For instance VST3 does not support many to one, and only awkwardly supports two to one -- via second-class "side-chaining" -- sound processing architectures. But the need for such possibility may not be clear to those who only know the primary one-to-one audio flow architecture ubiquitous in digital audio workstation ("DAWWWWWWW") designs. VST3 neatly fits into this architecture. In 2025 I don't think more of this is particularly innovative. In contrast, the AudioUnit spec is open ended and has an internal graph audio flow design that can readily facilitate other signal processing architectures. If you don't want to think outside the "DAW", you don't have to, but some of us musicians do.
> For instance VST3 does not support many to one, and only awkwardly supports two to one -- via second-class "side-chaining" -- sound processing architectures
This is a limitation of your host and plugins and not of VST3, plugins can declare arbitrarily many input/output busses for audio and events for many-to-many connections. It's just that in practice, hosts don't like this, and JUCE has a busted interface for it.
This is really interesting – AU's notion of having separate input and output "elements" (buses, more or less) is one of the worst parts of the whole API.
I understand why historically these design decisions were made, but it's not like they really enable any functionality that the other APIs don't. It's just that since the host can call `Render` more than once per sample block (ideally the host would call it once per sample block per element, but there's nothing saying the host can't call it redundantly), there's additional bookkeeping that plugins have to do surrounding the `AudioTimeStamp`. And for what? There's nothing AU can do that the other formats can't.
If a plugin has multiple fully independent buses, the model mostly works, but if there's any interdependence then things get even more complicated. Say you have two separate stereo elements that don't have any routing between them, but there's MIDI input or sample-accurate parameter changes for the given block. Now you have to keep those events around until the host has moved on to the next block, which means the plugin has to maintain even more internal buffering. This sort of lifetime ambiguity was one of the worst parts of VST2. In VST2, how long does MIDI input last? "Until the next call to `process()`." In AUv2, how long do MIDI input data or parameter change events last? "All of the render calls of the next timestamp, but then not the timestamp after that." Great, thanks.
Modern plugins, upon receiving a `Render` for a new timestamp, will just render all of their elements at the same time, but they'll internally buffer all the outputs and then just copy the buffers out per-element-render call.
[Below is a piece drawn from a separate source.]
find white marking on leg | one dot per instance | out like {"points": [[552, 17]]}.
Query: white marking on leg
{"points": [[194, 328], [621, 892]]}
So, it reduces down to the same thing that other APIs do, just with more pageantry.
And yet, plugin instances having to manage their own input connection types is somehow even worse. Again, I understand why it was done this way – allowing plugins to "pull" their own inputs lets an audio graph basically run itself with very little effort from the host – it can just call `Render` on the final node of the chain, and all of the inputs come along for free.
It's a compelling value proposition, but unfortunately it fully prevents any sort of graph-level multithreading. Modern hosts do all sorts of graph theory to determine which parts of the graph can be executed in parallel, and this means that the host has to be in charge of determining which plugins to render and when. Even Logic does this now. The "pull model" of an AU instance directly calling `Render` on its input connections is relic of the past.
Anyway. VST3, CLAP, even VST2 support multiple input and output buses (hell, one of my plugins has multiple output buses for "main out", "only transients", and "everything other than a transient") – it's just a question of host support and how they're broken out. Ironically, Logic is one of the clunkiest implementations of multi-out I've seen (Bitwig is far and away the best).